Who is Penny Pritzker & Why Is She Obama’s Finance Chair?
Yet another Obama scandal brewing? Predatory Lending/Mortgage Meltdown Heiress Is Obama’s Finance Chair…
Our friends over at Freeople.com have picked up an interesting item from yet another blog, GDAEman who posted about an interesting Podcast from Flashpoints, the last two being from last February. You can listen with Windows Media podcast here.
On February 20, 2008, on Flashpoints Radio broadcast an investigative report into Penny Pritzker, who is Obama’s campaign finance chairman. She and her family were central to the innovation known as “Mortgage Backed Securities,” which are now at the center of the financial crisis and real estate melt down.
Pritzker is one of the most active of celebrated Chicago patriarch Abraham N. Pritzker’s 12 living grandchildren. A Harvard-trained attorney, Pritzker, 46, was chosen by her late uncle Jay to help oversee the family’s vast portfolio of investments, including the Hyatt Hotel chain and the Marmon Group industrial conglomerate (Forbes Lists 2005). Interestingly enough Marmon was aquired by Warren Buffet’s Berkshire Hathaway in March of 2008. Warren Buffet is a key economic advisor to Barack Obama.

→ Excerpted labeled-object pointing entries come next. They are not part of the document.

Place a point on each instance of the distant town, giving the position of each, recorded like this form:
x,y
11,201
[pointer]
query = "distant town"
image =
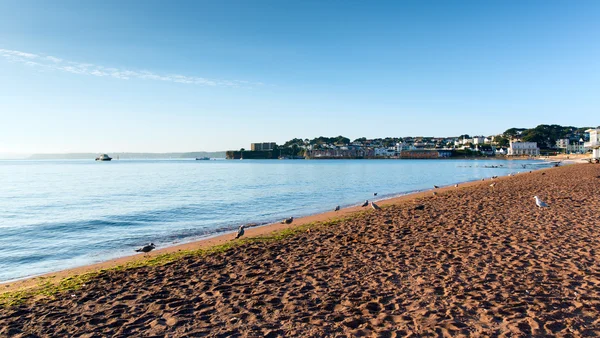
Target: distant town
x,y
521,142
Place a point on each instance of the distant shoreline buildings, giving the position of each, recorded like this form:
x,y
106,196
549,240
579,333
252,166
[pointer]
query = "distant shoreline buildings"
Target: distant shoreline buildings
x,y
514,142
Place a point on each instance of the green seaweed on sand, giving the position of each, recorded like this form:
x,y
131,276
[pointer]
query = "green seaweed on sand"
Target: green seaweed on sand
x,y
48,287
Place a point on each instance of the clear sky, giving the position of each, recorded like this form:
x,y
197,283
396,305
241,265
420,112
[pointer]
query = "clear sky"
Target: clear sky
x,y
160,76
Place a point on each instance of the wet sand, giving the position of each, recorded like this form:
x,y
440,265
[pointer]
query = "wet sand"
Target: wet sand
x,y
473,261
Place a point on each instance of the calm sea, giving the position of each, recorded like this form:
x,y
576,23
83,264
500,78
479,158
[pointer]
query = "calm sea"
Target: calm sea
x,y
62,214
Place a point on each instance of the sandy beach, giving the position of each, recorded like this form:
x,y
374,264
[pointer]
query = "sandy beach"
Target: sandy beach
x,y
473,260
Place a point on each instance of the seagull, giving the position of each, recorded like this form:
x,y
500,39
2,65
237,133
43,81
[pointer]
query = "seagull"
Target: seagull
x,y
240,232
146,248
540,203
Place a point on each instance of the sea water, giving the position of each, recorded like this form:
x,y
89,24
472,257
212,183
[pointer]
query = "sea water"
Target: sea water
x,y
59,214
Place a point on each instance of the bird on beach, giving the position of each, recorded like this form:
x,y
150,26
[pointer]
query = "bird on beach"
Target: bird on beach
x,y
240,232
540,203
146,248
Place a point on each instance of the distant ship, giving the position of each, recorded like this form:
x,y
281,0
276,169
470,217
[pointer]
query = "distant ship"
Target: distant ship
x,y
103,157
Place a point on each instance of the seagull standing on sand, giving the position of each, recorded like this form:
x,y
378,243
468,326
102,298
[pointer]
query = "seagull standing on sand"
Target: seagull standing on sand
x,y
540,203
146,248
240,232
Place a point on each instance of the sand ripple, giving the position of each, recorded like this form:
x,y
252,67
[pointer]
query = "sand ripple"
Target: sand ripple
x,y
474,261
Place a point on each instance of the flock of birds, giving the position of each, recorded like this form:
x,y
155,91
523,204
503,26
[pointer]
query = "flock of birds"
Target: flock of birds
x,y
538,202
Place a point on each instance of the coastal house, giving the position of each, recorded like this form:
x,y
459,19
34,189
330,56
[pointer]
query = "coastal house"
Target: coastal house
x,y
562,143
523,149
576,148
594,143
264,146
478,140
486,149
501,151
385,152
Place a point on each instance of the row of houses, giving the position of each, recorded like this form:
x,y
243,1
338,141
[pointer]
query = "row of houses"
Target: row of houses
x,y
420,147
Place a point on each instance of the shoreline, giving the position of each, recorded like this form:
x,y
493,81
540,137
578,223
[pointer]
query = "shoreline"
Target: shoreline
x,y
219,239
469,261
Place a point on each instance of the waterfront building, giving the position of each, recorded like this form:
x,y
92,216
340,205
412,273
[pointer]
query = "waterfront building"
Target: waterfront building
x,y
478,140
264,146
594,143
562,143
523,149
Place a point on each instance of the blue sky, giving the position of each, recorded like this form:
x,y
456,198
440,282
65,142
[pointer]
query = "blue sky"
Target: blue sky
x,y
156,76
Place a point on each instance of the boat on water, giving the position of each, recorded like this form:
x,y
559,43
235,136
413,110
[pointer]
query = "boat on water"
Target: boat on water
x,y
103,157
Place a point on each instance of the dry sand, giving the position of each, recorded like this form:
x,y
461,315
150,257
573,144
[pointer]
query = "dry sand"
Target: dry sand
x,y
474,261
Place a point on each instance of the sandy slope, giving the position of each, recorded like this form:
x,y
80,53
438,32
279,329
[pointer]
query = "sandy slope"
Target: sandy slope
x,y
475,261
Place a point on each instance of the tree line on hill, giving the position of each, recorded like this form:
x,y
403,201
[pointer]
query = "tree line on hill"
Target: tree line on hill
x,y
544,135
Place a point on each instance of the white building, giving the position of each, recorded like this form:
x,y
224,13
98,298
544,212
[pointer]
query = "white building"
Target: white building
x,y
478,140
594,142
523,149
403,146
562,143
385,152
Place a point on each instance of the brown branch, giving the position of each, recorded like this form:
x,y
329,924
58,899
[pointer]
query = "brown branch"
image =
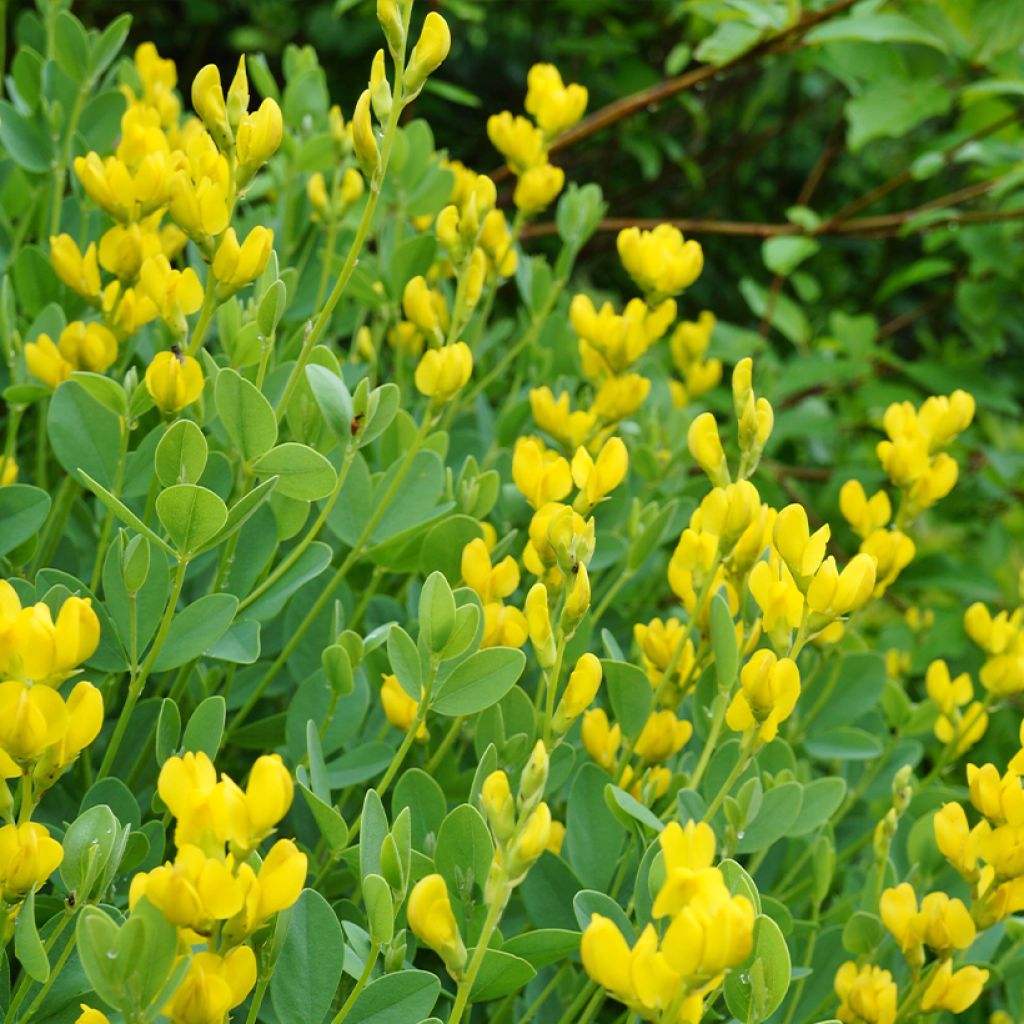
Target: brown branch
x,y
654,94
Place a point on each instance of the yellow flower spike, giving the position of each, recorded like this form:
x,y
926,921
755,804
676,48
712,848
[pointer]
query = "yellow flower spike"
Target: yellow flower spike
x,y
90,1016
539,623
88,346
28,857
432,922
867,994
769,688
442,373
802,551
213,986
541,474
32,718
663,735
364,139
596,478
585,681
80,271
173,381
601,739
538,187
862,513
425,307
428,53
999,798
706,449
517,139
555,107
954,991
606,956
259,136
208,101
238,94
399,708
659,261
45,361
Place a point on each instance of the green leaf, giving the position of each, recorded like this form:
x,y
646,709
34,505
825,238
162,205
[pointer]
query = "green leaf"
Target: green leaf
x,y
464,850
28,945
181,454
479,681
192,515
756,989
85,435
501,973
206,727
247,415
396,998
303,472
308,969
195,629
23,511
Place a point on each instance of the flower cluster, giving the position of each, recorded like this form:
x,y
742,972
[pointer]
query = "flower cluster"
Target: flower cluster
x,y
666,977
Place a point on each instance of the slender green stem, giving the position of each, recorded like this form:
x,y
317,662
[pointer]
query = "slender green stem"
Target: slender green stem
x,y
466,985
137,682
360,983
336,581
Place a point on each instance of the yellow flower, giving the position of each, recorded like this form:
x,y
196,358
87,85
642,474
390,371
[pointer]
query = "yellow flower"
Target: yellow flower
x,y
88,346
541,474
258,136
79,271
706,449
442,373
585,681
491,582
600,739
520,142
555,107
213,986
951,990
596,478
867,994
862,513
432,922
537,187
45,361
235,265
173,381
428,53
662,736
769,688
659,261
32,718
28,857
399,708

Penny Pritzker gave $1000 to both John McCain and George W. Bush in the 1999 primary. She also gave money to McCain for Senate in 1998. She also gave money to Barack Obama for his failing House bid in 1999. She gave to Bill Frist, Rudi Giuliani‘s exploratory fund, and several other Republicans in 2000. $4,000 to Joe Lieberman in 2006 (he’s practically a Republican). Dennis Hastert in 2006, 2003. You get the idea. Our Noble Obama’s campaign finance chair likes to spread money around. Grease the wheels so to speak. She’s a billionaire. A Woman of the people (NOT!).
GDAEman’s blog says:
As of today (February 2008), A Google search of Penny Pritzker Obama generates 9,700 hits. Expect that number to grow over the coming months. But today, you are led to comments on Nation Magazine article entitled “Subprime Obama” – Letters (article link in Sources below. One comment begins as follows:
“One reason Barack Obama might not want to talk about the role of financially irresponsible bank board members in creating the subprime mortgage foreclosure financial disaster is that the national finance chair of Obama’s campaign, Penny Pritzker, is a former board member of the failed Superior Bank S&L that engaged in irresponsible subprime mortgage lending during the 1990s.”

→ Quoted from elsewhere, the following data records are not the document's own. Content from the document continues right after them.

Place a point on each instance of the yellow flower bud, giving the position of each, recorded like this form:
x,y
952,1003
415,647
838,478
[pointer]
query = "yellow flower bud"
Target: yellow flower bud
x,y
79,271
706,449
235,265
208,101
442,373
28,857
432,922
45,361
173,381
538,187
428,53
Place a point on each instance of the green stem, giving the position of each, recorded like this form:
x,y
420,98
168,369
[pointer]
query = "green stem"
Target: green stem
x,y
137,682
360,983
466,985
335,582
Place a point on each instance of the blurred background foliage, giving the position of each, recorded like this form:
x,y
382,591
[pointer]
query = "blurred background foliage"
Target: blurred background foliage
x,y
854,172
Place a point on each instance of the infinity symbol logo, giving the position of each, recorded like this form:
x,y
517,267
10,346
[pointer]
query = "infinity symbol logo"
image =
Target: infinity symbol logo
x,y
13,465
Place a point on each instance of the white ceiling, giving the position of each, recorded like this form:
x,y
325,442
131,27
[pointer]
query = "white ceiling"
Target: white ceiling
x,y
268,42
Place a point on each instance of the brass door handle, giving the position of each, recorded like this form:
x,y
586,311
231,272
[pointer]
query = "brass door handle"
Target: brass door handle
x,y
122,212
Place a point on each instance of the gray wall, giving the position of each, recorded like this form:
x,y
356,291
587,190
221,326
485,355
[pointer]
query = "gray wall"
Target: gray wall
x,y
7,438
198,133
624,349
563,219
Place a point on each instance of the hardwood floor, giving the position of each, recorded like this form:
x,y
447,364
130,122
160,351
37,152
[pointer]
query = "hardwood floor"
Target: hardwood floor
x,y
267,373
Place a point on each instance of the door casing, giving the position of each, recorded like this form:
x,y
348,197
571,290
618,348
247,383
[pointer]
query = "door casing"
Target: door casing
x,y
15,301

Apparently Penny was into subprime lending before it became all the rage starting in around 2000. It continues:
“Penny Prtizker’s chairmanship was apparently “to concentrate on subprimelending, principally on home mortgages, but for a while in subprime auto lending, too,” after the Pritzkers’ bank acquired its wholesale mortgage organization division, Alliance Funding, in December 1992.”

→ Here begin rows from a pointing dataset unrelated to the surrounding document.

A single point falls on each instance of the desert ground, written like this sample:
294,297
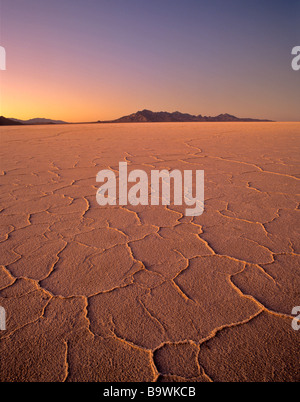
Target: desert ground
145,293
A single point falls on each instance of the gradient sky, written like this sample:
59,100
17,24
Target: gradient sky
88,60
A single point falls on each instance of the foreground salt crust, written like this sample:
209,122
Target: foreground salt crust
145,293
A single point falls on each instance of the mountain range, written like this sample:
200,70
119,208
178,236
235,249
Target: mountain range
142,116
149,116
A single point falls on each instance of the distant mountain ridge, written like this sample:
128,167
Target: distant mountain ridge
149,116
39,120
142,116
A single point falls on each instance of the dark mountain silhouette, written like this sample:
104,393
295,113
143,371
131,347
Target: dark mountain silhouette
8,122
142,116
149,116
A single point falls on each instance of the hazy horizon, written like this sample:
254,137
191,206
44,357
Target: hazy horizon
100,60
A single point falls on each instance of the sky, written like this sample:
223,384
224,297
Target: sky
89,60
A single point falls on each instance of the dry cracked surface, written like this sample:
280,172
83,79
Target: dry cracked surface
145,293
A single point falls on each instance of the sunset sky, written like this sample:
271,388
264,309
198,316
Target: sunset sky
89,60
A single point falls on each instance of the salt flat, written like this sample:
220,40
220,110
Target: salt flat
145,293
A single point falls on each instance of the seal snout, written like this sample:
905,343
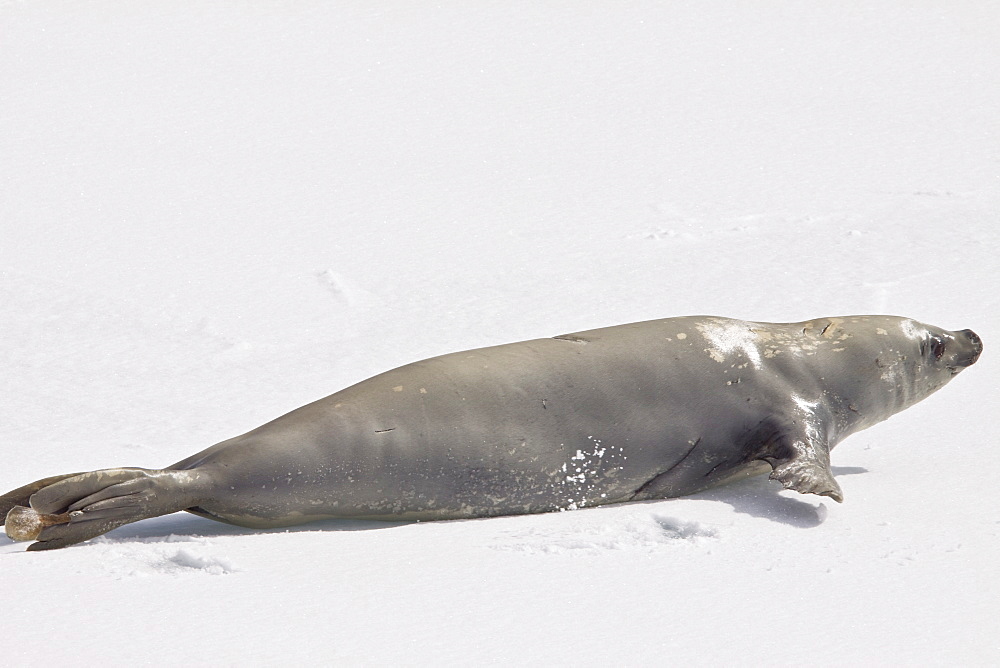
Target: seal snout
968,356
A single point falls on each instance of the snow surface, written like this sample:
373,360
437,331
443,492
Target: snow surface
213,213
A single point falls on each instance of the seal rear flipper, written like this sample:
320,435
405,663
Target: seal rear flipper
805,467
20,496
79,507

“As the subprime mortgage debacle drives a recession that threatens financial markets around the world, the Democratic presidential candidates are pushing plans to address the crisis. John Edwards and Hillary Clinton are pledging substantial federal resources to stabilize the mortgage market and intervene on behalf of borrowers. Barack Obama’s proposal is tepid by comparison, short on aggressive government involvement and infused with conservative rhetoric about fiscal responsibility. As he has done on domestic issues like healthcare, job creation and energy policy, Obama is staking out a position to the right of not only populist Edwards but Clinton as well.
Only Obama has not called for a moratorium and interest-rate freeze. Though he has been a proponent of mortgage fraud legislation in the Senate, he has remained silent on further financial regulations. And much like his broader economic stimulus package, Obama’s foreclosure plan mostly avoids direct government spending in favor of a tax credit for homeowners, which amounts to about $500 on average, beyond which only certain borrowers would be eligible for help from an additional fund.
Robert Pollin, an economist at the University of Massachussets, believes “these three advisers generally reflect Obama’s very moderate economic program, similar to Clintonism.” Wall Street apparently has come to a similar conclusion. Obama had received nearly $10 million in contributions from the finance, insurance and real estate sector through October, and he’s second among presidential candidates of either party in money raised from commercial banks, trailing only Clinton. Goldman Sachs, which made $6 billion from devalued mortgage securities in the first nine months of 2007, is Obama’s top contributor. When asked if Obama would hold these financial institutions accountable for losses incurred by homeowners and investors, his campaign refused to comment.”